The Post 9/11 GI Bill, also known as the Post-9/11 Veterans Educational Assistance Act of 2008 made changes to the previous version of the GI Bill, which provided educational benefits to active duty military members and veterans. Through the original GI Bill, military members could receive up to 36 months of college tuition and one year of unemployment for up to ten years after being discharged from the military. While some changes and additions had been made to the original GI Bill since its adoption in 1944, the Post 9/11 GI Bill introduced significant changes and new programs to the GI Bill.

Eligibility

Veterans who served at least three consecutive years in the military after September 11, 2011 are the main focus of the Post 9/11 GI Bill. While the former GI Bill offered different benefits for active duty members than members of the National Guard or Reserves, the Post 9/11 GI Bill makes it possible for all members of the military to receive the same benefits.

College Expenses

Under the Post 9/11 GI Bill, military members and veterans can receive 100% of tuition for a four-year degree.

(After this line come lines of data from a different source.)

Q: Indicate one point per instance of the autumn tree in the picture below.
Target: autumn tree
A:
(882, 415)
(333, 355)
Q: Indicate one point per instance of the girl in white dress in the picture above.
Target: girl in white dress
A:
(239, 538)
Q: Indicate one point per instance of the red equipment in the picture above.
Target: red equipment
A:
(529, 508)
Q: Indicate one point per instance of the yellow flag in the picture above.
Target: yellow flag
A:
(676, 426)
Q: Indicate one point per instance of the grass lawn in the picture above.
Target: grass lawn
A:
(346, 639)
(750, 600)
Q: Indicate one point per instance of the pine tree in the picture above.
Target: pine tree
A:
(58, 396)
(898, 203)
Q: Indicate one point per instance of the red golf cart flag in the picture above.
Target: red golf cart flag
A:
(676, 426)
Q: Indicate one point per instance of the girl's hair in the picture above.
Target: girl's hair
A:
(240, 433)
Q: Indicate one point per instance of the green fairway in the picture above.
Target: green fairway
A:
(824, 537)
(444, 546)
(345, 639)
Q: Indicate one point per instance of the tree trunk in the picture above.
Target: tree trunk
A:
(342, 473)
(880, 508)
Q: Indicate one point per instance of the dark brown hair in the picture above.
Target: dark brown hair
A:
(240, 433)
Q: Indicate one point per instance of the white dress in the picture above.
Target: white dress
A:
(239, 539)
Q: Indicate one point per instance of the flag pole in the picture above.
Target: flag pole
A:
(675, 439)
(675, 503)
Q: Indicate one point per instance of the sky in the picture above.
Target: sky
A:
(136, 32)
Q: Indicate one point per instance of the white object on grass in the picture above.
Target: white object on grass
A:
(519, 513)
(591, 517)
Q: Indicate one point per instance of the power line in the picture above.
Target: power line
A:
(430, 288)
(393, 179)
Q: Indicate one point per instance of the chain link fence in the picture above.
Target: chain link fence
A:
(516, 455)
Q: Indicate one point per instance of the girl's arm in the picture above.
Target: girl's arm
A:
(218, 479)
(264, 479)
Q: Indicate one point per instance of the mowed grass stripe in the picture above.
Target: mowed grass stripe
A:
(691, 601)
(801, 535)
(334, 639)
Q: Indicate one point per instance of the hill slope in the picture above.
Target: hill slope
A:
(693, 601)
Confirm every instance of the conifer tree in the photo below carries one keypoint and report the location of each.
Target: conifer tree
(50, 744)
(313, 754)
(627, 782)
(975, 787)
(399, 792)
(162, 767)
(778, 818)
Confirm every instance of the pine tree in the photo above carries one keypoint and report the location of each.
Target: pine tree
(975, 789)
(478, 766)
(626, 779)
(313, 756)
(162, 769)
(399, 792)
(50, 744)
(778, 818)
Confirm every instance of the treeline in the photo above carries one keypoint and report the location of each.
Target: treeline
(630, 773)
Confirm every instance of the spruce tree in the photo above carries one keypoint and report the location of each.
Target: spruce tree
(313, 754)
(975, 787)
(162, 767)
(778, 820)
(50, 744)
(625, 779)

Those enrolled as full-time students are also eligible to receive a housing allowance between $1,000 and $2,000 a month to help cover additional expenses while in school. An annual book stipend of up to $1,000 is also given to military members.

Other Programs

For military members who choose not to seek a four-year degree, the Post 9/11 GI Bill also covers the cost of training or apprenticeship programs and reimbursement for licensing or certification exams. Other programs covered under the bill include flight training, correspondence training and tutorial assistance.

Limits

Military members must take advantage of the Post 9/11 GI Bill benefits within 15 years of being discharged from the military. The exact number of months and amount of tuition covered by the GI Bill varies based on individual amounts of service, but cannot exceed $17,500 annually. So if a military member chooses a more expensive school, he must apply for another program to fund the difference or look for alternate ways to pay for the difference in tuition himself. In addition to the caps on tuition reimbursement, the housing allowance is only paid while a military member is enrolled in college full-time. If classes are not taken during the summer, then the housing allowance is not received.

Transferring Benefits

Military members who choose not to use their Post 9/11 GI Bill benefits or only use a portion of the benefits have the option of transferring them to a spouse or other dependent.  Members with at least six years of military service before electing to transfer the benefits are eligible for this program. Once the benefits have been transferred, the military member must agree to an additional four years of service. Benefits may be given to one family member or split between multiple family members. All benefits may be used immediately or up to 15 years after the military member is discharged.